New research, released by Cisco in partnership with Foundry, reveals that organizations in the UAE have approximately three years before AI-driven network traffic increases significantly across key AI workloads, network capacity reaches its limit, and attack surfaces expand beyond what current defenses can manage.
The study, based on a survey of 200 IT leaders in the UAE (and 3,472 across the world), confirms that the rapid rise of large language models (LLMs) and the emerging wave of agentic AI are placing unprecedented strain on enterprise campus and branch networks. Alongside compute, the network is now a major factor in whether enterprise AI deployments succeed or fail.
Mohannad Abuissa, MD & CTO, Solutions Engineering, Cisco MEA–TRC, said: “Our study shows that while UAE enterprises display remarkable ambition to adopt AI, particularly agentic AI, and the networks to support it, the underlying network infrastructure must continue to evolve at the same pace. As AI workloads increase traffic, latency sensitivity and security complexity, ongoing network modernization is becoming essential to help organizations unlock the transformative power of AI and ensure investments in this space continue to deliver measurable business value.”
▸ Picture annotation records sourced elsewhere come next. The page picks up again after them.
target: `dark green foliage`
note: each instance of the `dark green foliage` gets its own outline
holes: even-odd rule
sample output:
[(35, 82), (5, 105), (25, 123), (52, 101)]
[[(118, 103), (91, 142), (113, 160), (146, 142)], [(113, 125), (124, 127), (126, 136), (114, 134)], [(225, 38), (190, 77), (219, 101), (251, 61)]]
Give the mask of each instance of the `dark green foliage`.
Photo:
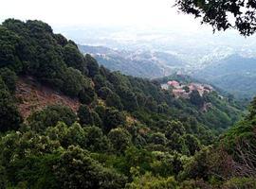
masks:
[(58, 121), (63, 121), (70, 126), (77, 120), (74, 112), (63, 105), (52, 105), (34, 112), (28, 117), (28, 124), (34, 130), (42, 130), (47, 127), (55, 126)]
[(81, 72), (73, 68), (67, 68), (63, 77), (64, 85), (62, 91), (70, 96), (78, 96), (86, 84), (88, 85), (88, 81)]
[(115, 93), (111, 93), (107, 95), (106, 105), (108, 107), (114, 107), (119, 111), (121, 111), (123, 108), (121, 101), (120, 101), (120, 97)]
[(113, 92), (107, 87), (101, 87), (98, 92), (99, 97), (102, 98), (103, 100), (106, 100), (107, 96), (111, 94), (113, 94)]
[(193, 135), (186, 134), (183, 139), (189, 149), (190, 155), (193, 156), (196, 151), (200, 150), (200, 143)]
[(119, 96), (121, 96), (121, 103), (123, 104), (125, 110), (135, 111), (137, 109), (138, 105), (137, 96), (132, 91), (124, 87), (120, 87), (119, 89), (118, 89), (117, 93)]
[(119, 189), (125, 183), (124, 177), (112, 169), (102, 167), (87, 151), (75, 146), (68, 147), (61, 155), (54, 174), (61, 188)]
[[(241, 153), (254, 163), (255, 100), (219, 143), (214, 139), (241, 113), (230, 96), (194, 91), (190, 99), (174, 98), (161, 90), (161, 79), (99, 68), (41, 21), (9, 19), (0, 34), (0, 131), (9, 131), (0, 137), (1, 188), (187, 189), (254, 181)], [(22, 124), (16, 75), (79, 99), (78, 117), (51, 105)]]
[(17, 76), (15, 72), (9, 70), (9, 68), (2, 68), (0, 69), (0, 77), (7, 85), (9, 93), (14, 94), (17, 82)]
[(125, 116), (121, 112), (113, 108), (108, 108), (105, 111), (103, 122), (104, 122), (103, 130), (105, 132), (109, 132), (112, 129), (115, 129), (118, 126), (124, 125)]
[(117, 152), (123, 153), (132, 145), (130, 133), (121, 128), (111, 129), (108, 138)]
[(96, 98), (96, 94), (94, 92), (94, 89), (89, 86), (86, 88), (83, 88), (78, 94), (79, 100), (82, 104), (91, 104), (95, 98)]
[(181, 11), (202, 18), (202, 23), (212, 26), (213, 31), (232, 27), (249, 36), (256, 30), (254, 1), (175, 0), (175, 5)]
[(17, 129), (21, 123), (22, 117), (14, 100), (0, 77), (0, 131)]
[(87, 74), (86, 62), (77, 46), (68, 43), (64, 47), (64, 58), (68, 67), (80, 70), (82, 74)]
[(203, 105), (204, 105), (204, 99), (201, 97), (200, 94), (198, 93), (198, 91), (196, 90), (193, 90), (192, 92), (192, 94), (190, 94), (190, 97), (191, 97), (191, 102), (201, 108)]
[(85, 61), (87, 63), (89, 77), (94, 77), (96, 75), (98, 75), (100, 73), (99, 64), (98, 64), (97, 60), (89, 54), (86, 54), (85, 55)]
[(94, 118), (92, 115), (92, 112), (86, 105), (81, 105), (78, 111), (79, 122), (82, 125), (93, 125)]

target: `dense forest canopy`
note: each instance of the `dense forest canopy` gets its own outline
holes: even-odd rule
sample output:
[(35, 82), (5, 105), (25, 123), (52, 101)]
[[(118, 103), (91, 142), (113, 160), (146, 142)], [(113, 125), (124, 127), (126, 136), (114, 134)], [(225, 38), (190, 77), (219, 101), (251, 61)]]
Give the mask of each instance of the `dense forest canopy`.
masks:
[(235, 28), (244, 36), (256, 31), (256, 2), (253, 0), (175, 0), (185, 13), (201, 18), (202, 24), (212, 26), (213, 30)]
[[(46, 104), (24, 116), (22, 77), (77, 99), (78, 110)], [(174, 97), (160, 80), (99, 66), (46, 23), (8, 19), (0, 188), (255, 188), (255, 101), (242, 114), (234, 99), (216, 91)]]

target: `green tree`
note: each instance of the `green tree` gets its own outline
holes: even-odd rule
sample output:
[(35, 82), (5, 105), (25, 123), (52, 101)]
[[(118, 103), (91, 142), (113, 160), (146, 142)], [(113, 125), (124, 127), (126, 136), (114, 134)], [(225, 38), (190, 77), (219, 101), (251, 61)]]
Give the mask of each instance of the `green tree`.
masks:
[(81, 105), (78, 110), (79, 122), (82, 125), (93, 125), (93, 115), (91, 110), (86, 105)]
[(0, 77), (0, 131), (17, 129), (21, 123), (22, 117)]
[(68, 67), (80, 70), (82, 74), (87, 74), (86, 62), (76, 45), (68, 43), (64, 47), (64, 58)]
[(97, 60), (92, 56), (90, 56), (89, 54), (86, 54), (85, 55), (85, 61), (87, 64), (87, 68), (89, 71), (88, 75), (90, 77), (93, 77), (96, 75), (100, 74), (99, 64), (98, 64)]
[(114, 108), (108, 108), (105, 111), (103, 124), (103, 130), (109, 132), (112, 129), (124, 125), (125, 116), (123, 112), (120, 112), (119, 111)]
[(94, 161), (88, 151), (72, 146), (60, 156), (54, 167), (61, 188), (119, 189), (126, 181), (116, 171)]
[(108, 138), (114, 146), (114, 149), (123, 153), (127, 147), (132, 145), (132, 136), (124, 129), (117, 128), (110, 130)]
[(11, 94), (14, 94), (16, 90), (16, 82), (18, 80), (18, 77), (15, 72), (9, 70), (9, 68), (1, 68), (0, 77), (2, 77), (3, 81), (7, 85), (9, 91)]
[(199, 108), (201, 108), (204, 105), (204, 99), (202, 98), (202, 96), (200, 95), (200, 94), (197, 90), (193, 90), (191, 93), (190, 99), (193, 105), (195, 105)]
[(212, 26), (214, 31), (232, 27), (248, 36), (256, 30), (254, 1), (175, 0), (175, 5), (181, 11), (201, 18), (203, 24)]
[(108, 107), (114, 107), (118, 110), (122, 110), (123, 106), (121, 104), (121, 100), (120, 100), (120, 97), (115, 94), (115, 93), (111, 93), (107, 95), (107, 98), (106, 98), (106, 105)]
[(28, 124), (34, 130), (44, 130), (47, 127), (55, 126), (58, 121), (71, 126), (77, 120), (75, 112), (66, 106), (51, 105), (35, 112), (28, 118)]

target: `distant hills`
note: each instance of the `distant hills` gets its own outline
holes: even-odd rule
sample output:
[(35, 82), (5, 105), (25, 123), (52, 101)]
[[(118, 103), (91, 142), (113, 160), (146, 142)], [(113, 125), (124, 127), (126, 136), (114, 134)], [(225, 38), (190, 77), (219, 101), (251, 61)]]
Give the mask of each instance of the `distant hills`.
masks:
[(256, 59), (232, 55), (212, 62), (193, 74), (237, 97), (251, 98), (256, 94)]
[(165, 52), (115, 50), (89, 45), (80, 45), (79, 48), (84, 54), (91, 54), (108, 69), (134, 77), (161, 77), (186, 66), (185, 61)]

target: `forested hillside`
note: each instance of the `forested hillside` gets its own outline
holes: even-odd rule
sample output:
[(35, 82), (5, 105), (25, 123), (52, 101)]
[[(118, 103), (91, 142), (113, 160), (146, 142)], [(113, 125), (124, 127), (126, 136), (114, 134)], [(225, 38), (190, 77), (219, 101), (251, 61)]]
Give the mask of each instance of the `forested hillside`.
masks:
[(79, 45), (84, 54), (92, 55), (101, 65), (111, 71), (155, 78), (184, 69), (186, 63), (174, 55), (150, 50), (114, 50), (104, 46)]
[[(250, 157), (248, 172), (238, 171), (247, 165), (241, 155), (255, 150), (255, 105), (219, 138), (241, 116), (235, 101), (217, 92), (176, 98), (160, 84), (99, 67), (46, 23), (6, 20), (0, 26), (0, 188), (255, 186)], [(24, 116), (20, 106), (32, 101), (24, 101), (21, 85), (36, 96), (42, 85), (73, 99), (78, 110), (46, 100), (27, 106)], [(248, 142), (240, 146), (243, 137)]]

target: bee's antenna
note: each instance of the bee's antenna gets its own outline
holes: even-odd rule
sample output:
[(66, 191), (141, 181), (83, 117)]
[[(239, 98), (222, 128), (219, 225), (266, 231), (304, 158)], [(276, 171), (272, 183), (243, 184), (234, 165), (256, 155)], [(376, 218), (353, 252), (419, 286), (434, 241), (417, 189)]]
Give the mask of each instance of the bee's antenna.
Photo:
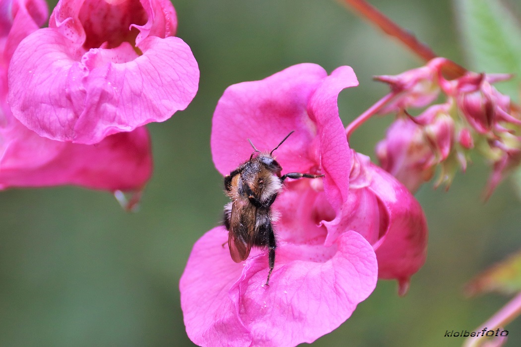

Agentic AI Use Continues To Expand
More than a third (34%) of the organizations surveyed already have broad enterprise-wide AI agent deployments, and 99% expect an increase in agentic AI use within 24 months. Unlike human users, AI agents trigger dozens of API calls, database lookups, and model inferences in seconds, generating dense east-west traffic that legacy workplace networks were never designed to handle.
Those surveyed report that AI workloads are also more acutely vulnerable to networking issues than traditional applications. These include challenges related to reliability and uptime (78%), bandwidth availability (64%), latency (73%), and packet loss (62%).
Networks Under Growing Capacity Pressure as AI Traffic Expected To Triple
Only 32% of UAE respondents say their networks are fully prepared for projected AI growth (though they are ahead of the global average of 23%). Overall, 68% of respondents – compared to 76% worldwide – admit they need upgrades, 81% anticipate they will hit campus and branch capacity limits within three years, and 9% are already experiencing capacity constraints due to AI workloads.
Networking and AI experts in the UAE expect AI’s overall traffic impact to more than triple within the next three years, with the highest individual workload increase, around 126%, attributed to agentic AI. Wi-Fi is emerging as a major bottleneck for AI workloads, with half of the respondents listing it as the area driving the greatest increase in capacity requirements.
The findings also point to a disconnect between AI ambition and network readiness: 76% of IT leaders are more confident in their organization’s AI strategy than in the network’s ability to deliver on it. While AI adoption has accelerated plans to modernize network infrastructure for 94% of respondents, budget remains a barrier. In the UAE, 42% say budget constraints limit their ability to modernize to a great extent, higher than the global average of 31%, while 51% say they are limited to some extent.
Attack surfaces are already expanding while observability is a challenge
AI has also created a challenging security environment, with 91% of respondents struggling to keep up and 89% saying AI is already causing damage. Two-thirds (66%) also believe that AI-related threats are evolving faster than their ability to adapt. Meanwhile, the observability gap is widening as 54% of UAE respondents say they lack adequate visibility into AI-related traffic flows across their network.
The findings make it clear that networking resilience, observability, and adaptive security are not supporting acts in the AI era, they are essential for functioning AI. Organizations that treat continued network modernization as a prerequisite to their AI strategy, rather than a parallel workstream, will define the next decade of enterprise AI.